Joscha Weber (Foto DW/Per Henriksen)
DW-Sportredakteur Joscha WeberBild: DW

Die Schönheit Frankreichs überstrahlt manchmal den Zweifel, mit dem die Öffentlichkeit mittlerweile auf das größte Radrennen der Welt blickt. Denn machen wir uns nichts vor, die Reputation der Tour war schon mal besser in ihrer 110-jährigen Geschichte. Selbst in der Heimat bröckelt das Vertrauen: Rund 40 Prozent der Franzosen zeigten sich in einer Umfrage vor dem Start des Rennens gleichgültig, wenn die Tour de France morgen eingestellt würde. Eine alarmierende Zahl für die Organisatoren. Doch auf der Straße sah es dann aus wie eh und je: In dichten Reihen säumten die Fans die Strecke - ob es tatsächlich die von den Veranstaltern angekündigten zwölf Millionen Menschen waren, lässt sich nicht nachprüfen.

Überragend = verdächtig

Ebenfalls dünn ist die Beweislage in der Frage, ob der Toursieger diesmal sauber ist. Der Brite Chris Froome überragte alle, dominierte in den Bergen wie im Zeitfahren und fuhr mit - je nach Betrachtungswinkel beruhigenden oder unberuhigenden - 5:03 Minuten Vorsprung über den Zielstrich auf den Pariser Champs-Elysées. Seine Leistung verdient Anerkennung, er war anders als mancher Konkurrent auf den Punkt fit zum Saisonhöhepunkt und zeigte so gut wie keine Schwächen. Und genau das ist vielen Zuschauern suspekt.

Chris Froome (Foto: dpa)
Übermächtig: Toursieger Chris FroomeBild: picture-alliance/dpa

Viel ist diskutiert worden in den vergangenen drei Wochen über Froomes Leistungsdaten. Sind seine Zeiten bei den Bergankünften in Ax-3-Domaines und auf dem Mont Ventoux überhaupt ohne illegale Leistungssteigerung menschenmöglich? Schwer zu sagen. Faktoren wie Renntaktik, mannschaftliche Unterstützung, Wind und Wetter haben entscheidenden Einfluss. Und doch ist es verdächtig, dass Froomes Zeiten schneller waren als die von Jan Ullrich oder Marco Pantani - längst in Dopingskandalen gestürzte Heroen des Radsports.

Rätselhafte Auferstehung

Merkwürdig ist auch die Tatsache, dass Chris Froome - zuvor ein eher mittelmäßiger Fahrer - 2011 nach der schweren tropischen Infektionskrankheit Bilharziose wie aus dem Nichts in den Kreis der weltbesten Rundfahrer kletterte. Zudem beschäftigte sein in den letzten beiden Jahren dominierendes Sky-Team bis Ende 2012 den Arzt Geert Leinders. Dieser steht im Zentrum der Dopingaffäre um das ehemalige niederländische Rabobank-Team.

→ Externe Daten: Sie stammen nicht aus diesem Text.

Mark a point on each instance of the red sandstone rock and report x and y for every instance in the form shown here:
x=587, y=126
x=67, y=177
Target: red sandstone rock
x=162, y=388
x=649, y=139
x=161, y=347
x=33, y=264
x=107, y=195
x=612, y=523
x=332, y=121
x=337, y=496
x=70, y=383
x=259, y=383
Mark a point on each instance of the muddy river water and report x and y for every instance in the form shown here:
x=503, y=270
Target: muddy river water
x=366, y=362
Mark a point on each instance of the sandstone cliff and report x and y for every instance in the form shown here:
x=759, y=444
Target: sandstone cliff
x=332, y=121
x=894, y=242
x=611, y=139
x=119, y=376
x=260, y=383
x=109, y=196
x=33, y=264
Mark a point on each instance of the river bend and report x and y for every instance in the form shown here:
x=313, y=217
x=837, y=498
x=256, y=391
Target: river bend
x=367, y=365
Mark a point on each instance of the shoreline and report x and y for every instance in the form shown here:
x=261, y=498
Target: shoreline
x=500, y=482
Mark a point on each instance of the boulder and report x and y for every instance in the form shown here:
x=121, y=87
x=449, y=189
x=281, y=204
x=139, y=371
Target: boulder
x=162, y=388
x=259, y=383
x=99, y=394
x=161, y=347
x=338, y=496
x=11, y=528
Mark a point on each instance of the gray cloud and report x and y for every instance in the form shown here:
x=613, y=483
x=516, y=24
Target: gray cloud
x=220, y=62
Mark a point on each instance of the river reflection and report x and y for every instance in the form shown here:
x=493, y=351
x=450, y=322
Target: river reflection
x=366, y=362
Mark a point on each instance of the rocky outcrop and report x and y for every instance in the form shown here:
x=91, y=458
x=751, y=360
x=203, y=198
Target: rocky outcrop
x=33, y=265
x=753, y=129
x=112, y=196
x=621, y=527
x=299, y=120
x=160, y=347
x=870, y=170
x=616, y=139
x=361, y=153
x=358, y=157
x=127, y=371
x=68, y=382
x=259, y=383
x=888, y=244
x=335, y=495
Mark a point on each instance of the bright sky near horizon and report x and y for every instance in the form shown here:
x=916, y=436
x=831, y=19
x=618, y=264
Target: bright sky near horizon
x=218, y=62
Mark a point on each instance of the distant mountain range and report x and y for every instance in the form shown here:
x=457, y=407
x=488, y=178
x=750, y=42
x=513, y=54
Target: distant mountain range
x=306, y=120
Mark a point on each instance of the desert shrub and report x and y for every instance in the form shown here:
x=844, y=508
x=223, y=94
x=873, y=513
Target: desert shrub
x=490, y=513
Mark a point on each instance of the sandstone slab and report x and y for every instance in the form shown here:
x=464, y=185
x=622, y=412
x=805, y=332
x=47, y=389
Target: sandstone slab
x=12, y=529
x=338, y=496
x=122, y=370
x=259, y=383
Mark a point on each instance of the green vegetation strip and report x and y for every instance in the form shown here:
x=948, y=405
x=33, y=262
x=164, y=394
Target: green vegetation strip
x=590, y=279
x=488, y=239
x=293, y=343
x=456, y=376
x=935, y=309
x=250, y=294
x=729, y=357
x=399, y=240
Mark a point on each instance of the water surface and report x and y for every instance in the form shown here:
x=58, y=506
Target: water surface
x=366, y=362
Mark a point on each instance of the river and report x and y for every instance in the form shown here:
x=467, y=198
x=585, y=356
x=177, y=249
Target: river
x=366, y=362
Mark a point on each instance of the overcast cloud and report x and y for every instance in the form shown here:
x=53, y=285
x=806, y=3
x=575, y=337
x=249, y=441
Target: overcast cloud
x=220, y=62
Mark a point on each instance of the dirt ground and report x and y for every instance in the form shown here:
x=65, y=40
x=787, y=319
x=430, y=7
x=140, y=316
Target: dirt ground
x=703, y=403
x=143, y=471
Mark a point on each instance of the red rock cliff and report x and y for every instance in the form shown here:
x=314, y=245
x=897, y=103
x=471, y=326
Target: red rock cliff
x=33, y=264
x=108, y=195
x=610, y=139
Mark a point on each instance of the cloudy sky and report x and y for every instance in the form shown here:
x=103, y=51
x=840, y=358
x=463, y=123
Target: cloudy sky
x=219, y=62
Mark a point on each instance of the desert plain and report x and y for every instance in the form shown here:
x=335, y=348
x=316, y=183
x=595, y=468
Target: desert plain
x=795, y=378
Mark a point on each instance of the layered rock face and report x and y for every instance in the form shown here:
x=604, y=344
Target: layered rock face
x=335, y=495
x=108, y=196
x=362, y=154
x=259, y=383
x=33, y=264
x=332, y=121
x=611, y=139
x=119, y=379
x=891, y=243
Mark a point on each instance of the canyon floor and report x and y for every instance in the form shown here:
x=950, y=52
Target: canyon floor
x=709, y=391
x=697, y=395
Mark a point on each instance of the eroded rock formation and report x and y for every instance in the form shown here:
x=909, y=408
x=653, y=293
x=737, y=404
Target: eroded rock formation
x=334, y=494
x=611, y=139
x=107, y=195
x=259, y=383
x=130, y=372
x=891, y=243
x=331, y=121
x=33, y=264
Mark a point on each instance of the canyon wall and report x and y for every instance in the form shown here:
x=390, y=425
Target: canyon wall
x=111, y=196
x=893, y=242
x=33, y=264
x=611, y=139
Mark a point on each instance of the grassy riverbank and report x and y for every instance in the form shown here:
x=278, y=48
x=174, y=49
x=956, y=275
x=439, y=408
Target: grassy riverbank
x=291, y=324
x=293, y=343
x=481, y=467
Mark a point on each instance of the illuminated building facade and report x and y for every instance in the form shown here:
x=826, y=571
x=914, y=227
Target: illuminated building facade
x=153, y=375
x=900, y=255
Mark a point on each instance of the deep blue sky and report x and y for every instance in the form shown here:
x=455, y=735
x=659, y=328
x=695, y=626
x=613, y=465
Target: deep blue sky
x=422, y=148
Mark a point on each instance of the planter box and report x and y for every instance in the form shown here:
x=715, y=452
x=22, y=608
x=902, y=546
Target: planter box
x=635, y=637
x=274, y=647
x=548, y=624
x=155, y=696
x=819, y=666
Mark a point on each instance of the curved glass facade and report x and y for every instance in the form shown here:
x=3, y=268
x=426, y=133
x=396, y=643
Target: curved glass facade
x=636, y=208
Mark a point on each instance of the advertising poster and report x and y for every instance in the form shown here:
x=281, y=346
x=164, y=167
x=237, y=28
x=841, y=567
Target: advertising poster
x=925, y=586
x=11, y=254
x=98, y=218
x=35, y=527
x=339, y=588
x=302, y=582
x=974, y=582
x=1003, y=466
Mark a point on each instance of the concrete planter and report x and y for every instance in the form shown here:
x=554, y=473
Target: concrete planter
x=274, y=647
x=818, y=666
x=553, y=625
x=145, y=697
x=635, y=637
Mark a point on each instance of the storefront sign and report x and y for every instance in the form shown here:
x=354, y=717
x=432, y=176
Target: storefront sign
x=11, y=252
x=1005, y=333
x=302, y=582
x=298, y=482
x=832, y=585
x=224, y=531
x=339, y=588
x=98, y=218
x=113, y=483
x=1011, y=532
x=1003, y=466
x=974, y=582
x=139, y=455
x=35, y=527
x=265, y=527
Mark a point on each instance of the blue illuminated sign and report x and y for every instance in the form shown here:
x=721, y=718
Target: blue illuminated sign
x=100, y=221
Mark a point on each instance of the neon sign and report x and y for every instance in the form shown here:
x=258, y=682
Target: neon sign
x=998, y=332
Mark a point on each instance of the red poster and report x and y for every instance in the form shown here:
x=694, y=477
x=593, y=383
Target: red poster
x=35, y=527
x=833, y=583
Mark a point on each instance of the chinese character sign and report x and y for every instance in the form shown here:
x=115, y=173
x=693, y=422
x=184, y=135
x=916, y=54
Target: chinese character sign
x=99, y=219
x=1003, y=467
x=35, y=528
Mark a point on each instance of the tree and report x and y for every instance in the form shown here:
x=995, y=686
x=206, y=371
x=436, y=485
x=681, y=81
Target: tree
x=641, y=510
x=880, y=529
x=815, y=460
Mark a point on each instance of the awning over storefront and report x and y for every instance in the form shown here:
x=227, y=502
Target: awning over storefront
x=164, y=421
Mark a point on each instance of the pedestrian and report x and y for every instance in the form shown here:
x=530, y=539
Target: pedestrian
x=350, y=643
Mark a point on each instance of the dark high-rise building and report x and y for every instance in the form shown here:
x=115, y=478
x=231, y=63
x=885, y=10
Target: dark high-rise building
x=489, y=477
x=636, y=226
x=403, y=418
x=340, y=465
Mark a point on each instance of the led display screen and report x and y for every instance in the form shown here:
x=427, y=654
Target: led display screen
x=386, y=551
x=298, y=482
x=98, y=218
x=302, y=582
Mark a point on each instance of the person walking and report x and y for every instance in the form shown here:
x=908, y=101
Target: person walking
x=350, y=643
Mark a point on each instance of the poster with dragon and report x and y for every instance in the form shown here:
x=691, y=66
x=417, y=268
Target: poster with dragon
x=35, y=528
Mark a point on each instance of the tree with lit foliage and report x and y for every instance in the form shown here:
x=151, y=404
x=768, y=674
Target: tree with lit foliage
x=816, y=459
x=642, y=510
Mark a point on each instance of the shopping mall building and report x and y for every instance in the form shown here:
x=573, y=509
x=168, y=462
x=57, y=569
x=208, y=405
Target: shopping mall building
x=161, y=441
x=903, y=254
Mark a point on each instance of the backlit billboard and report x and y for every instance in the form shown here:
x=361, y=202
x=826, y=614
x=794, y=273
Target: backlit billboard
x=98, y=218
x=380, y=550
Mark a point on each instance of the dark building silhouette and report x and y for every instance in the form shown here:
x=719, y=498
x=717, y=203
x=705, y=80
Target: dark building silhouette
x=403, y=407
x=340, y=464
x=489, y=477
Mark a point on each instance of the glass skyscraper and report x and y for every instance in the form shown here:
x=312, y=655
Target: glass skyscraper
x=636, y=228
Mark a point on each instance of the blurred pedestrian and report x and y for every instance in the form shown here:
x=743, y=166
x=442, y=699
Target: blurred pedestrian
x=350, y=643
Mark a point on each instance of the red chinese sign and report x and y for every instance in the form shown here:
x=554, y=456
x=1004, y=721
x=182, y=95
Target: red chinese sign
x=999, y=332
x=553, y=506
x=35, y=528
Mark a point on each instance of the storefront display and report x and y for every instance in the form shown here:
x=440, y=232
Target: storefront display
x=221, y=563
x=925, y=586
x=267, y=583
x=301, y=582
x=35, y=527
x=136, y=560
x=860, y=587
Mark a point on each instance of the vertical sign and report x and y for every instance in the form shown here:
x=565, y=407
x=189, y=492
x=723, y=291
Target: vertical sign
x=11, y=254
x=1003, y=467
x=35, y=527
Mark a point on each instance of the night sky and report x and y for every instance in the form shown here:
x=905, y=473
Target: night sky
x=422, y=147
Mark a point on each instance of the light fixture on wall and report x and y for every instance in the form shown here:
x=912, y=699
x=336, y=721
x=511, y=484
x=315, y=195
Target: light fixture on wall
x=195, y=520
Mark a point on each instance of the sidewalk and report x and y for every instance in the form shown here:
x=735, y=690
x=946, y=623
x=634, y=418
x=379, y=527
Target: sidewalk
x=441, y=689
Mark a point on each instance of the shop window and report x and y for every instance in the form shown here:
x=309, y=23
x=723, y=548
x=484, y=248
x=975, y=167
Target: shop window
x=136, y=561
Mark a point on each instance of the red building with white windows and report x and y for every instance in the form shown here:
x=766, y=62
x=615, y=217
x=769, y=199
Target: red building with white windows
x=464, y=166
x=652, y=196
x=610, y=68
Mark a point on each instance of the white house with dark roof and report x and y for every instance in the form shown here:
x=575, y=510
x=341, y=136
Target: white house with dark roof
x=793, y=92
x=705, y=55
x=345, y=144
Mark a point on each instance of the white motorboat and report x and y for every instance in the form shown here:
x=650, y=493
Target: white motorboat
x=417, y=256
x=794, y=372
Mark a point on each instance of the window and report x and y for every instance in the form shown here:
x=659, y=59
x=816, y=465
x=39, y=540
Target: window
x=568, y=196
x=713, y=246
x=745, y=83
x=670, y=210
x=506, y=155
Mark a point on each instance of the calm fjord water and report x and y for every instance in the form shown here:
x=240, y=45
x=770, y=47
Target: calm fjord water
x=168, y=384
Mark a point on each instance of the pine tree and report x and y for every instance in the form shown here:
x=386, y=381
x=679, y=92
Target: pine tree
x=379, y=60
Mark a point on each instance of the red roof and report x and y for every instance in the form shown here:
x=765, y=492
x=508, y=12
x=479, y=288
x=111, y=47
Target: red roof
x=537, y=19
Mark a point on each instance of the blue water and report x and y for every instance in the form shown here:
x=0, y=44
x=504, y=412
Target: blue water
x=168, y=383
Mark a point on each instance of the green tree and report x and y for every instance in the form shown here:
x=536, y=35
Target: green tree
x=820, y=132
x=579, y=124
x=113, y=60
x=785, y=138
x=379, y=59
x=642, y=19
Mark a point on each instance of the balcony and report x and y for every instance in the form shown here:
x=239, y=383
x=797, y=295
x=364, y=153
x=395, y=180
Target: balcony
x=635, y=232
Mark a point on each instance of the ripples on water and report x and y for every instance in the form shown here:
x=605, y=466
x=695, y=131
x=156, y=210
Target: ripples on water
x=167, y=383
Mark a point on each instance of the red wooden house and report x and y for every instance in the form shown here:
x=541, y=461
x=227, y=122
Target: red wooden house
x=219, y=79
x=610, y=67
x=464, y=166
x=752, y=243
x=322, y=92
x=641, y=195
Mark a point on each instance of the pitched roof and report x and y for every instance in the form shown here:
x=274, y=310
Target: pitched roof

Aber reichen diese Indizien für einen Schuldspruch gegen Froome? Nein. Er ist der verdiente Sieger der Tour 2013 und muss als unbescholten gelten - bis zu einem Beweis des Gegenteils.

Die Lust am Skandal

Und das Rennen selbst? Ihre Unschuld hat die Tour schon früh in ihrer Geschichte verloren.

Genauer gesagt bei der zweiten Austragung 1904, als Sieger Maurice Garin mit anderen Fahrer dabei erwischt wurde, wie er einen Teil der Strecke mit der Eisenbahn statt des Fahrrads zurücklegte. "Skandal!", schrieb die veranstaltende Zeitung L'Auto - die Garin zuvor noch als edlen Ritter der Landstraße beschrieben hatte - und verkaufte damit eine hohe Auflage. Heldenverehrung und Skandalisierung - beides gehört zur Tour und ist Teil des vielbeschworenen Mythos. Auch deshalb werden die Dopingskandale die Tour nicht beenden. Die Tour wird bleiben - so wie sie ist.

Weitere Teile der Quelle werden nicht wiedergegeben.